The object of this piece is not to recount Nigeria’s history to you, reader. I know you are well versed in those issues. The object is to throw a word of caution.  The same detractors that led to the fall of the Buhari/Idiagbon regime are at work again. This time, their fuel is the EFCC list.

 

They are not talking of the issues in question, rather they are politicking with it, hammering more on the constitution of the list than on the issue of corruption these men are said to be involved in. Is it that the men on that list do not each have some questions to answer? No one is concerned that EFCC has done a marvellous job. All they want to impose on the rest of us is their belief that the EFCC is biased.

 

This outright hypocrisy! Nigerians have for ages been crying against corruption. Now a government appears to want to fight corruption, yet these same men are fighting the agency with their criticisms and court injunctions.

 

Let us, for the sake of argument, agree that the EFCC list is biased. One question would readily come to mind: are these men blameworthy in this regard or not. If the EFCC has investigated them and found them culpable, is it not in the power of the law courts top establish their innocence or not? Why then should some people arrogate to themselves the powers of the courts and insist that their views are correct?

 

Even if the courts have not yet pronounced judgements in these matters, is it not proper for Nigerians to celebrate and support the fact that the EFCC is taking the fight against corruption to another level? Moreover, the EFCC does not investigate anyone unless there is a petition against such a person. Many at times, we know that such petitions come from the person’s constituency.

 

To blatantly say that what the EFCC is doing is wrong is a wanton admittance of hypocrisy and should be rejected by every well meaning citizen! This is because the proponents of this opposition would prefer they be allowed to go on stealing what belongs to the rest of us.

 

There is no normal and well meaning Nigerian who approves of corruption. Indeed, to show that corruption is alien to us as a people, there is no language with a single direct word for corruption in its dialect. Most languages have a descriptive phrase for it.

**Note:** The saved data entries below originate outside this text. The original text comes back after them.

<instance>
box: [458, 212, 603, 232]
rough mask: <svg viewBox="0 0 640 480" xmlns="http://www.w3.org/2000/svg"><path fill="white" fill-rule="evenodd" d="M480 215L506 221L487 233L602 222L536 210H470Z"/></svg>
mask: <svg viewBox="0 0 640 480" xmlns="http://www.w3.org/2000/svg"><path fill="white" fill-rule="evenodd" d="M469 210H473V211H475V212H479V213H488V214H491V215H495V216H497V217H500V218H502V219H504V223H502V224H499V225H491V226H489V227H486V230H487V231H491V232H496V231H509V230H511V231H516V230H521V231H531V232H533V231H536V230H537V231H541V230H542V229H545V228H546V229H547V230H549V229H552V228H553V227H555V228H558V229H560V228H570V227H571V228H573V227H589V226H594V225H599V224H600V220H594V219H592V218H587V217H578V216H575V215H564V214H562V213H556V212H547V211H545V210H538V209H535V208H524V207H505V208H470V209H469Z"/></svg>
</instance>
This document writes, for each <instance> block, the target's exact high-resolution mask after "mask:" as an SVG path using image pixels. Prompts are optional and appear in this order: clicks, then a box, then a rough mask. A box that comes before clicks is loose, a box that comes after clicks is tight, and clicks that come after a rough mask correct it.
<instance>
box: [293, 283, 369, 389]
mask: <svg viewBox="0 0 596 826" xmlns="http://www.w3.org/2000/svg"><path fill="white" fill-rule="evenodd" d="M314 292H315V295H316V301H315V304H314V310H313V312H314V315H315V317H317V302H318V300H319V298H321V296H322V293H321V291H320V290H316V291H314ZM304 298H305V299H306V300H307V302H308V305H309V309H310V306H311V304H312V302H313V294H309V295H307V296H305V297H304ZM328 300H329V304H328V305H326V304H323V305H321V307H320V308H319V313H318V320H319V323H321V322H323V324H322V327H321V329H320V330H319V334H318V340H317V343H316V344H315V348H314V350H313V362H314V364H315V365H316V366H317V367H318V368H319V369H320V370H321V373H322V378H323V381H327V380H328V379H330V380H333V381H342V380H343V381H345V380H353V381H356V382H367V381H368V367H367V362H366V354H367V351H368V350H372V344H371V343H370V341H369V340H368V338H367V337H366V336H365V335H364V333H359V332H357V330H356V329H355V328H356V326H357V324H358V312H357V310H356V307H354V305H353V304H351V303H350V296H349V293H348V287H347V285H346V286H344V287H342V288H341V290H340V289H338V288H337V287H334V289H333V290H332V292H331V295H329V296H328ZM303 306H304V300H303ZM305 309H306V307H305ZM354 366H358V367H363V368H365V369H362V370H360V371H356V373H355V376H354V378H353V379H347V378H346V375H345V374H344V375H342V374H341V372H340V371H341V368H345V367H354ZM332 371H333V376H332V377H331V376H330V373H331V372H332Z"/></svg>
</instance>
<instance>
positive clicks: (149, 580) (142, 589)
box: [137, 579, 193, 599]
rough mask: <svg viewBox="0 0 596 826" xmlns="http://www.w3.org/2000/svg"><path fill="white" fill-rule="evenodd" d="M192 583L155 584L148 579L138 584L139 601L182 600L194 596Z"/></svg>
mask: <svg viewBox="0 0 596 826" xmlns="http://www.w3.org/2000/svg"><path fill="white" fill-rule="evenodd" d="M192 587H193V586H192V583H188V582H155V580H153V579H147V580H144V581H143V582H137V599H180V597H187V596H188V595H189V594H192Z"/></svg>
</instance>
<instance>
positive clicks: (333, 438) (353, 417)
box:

So why should we allow a few men to impose on us a culture that is alien?

 

Rather than join these miscreants to condemn the list, I urge all Nigerians to rise up with one voice and demand for justice to be done. Let the law courts, not the political parties or freelance lawyers, acquit these men of the charges proffered against them by the EFCC. Nigerians should not allow themselves to be told what to do by a few who have no one’s interest at heart but theirs. To do that would paint us all as hypocrites and we can be sure, no one would take us serious.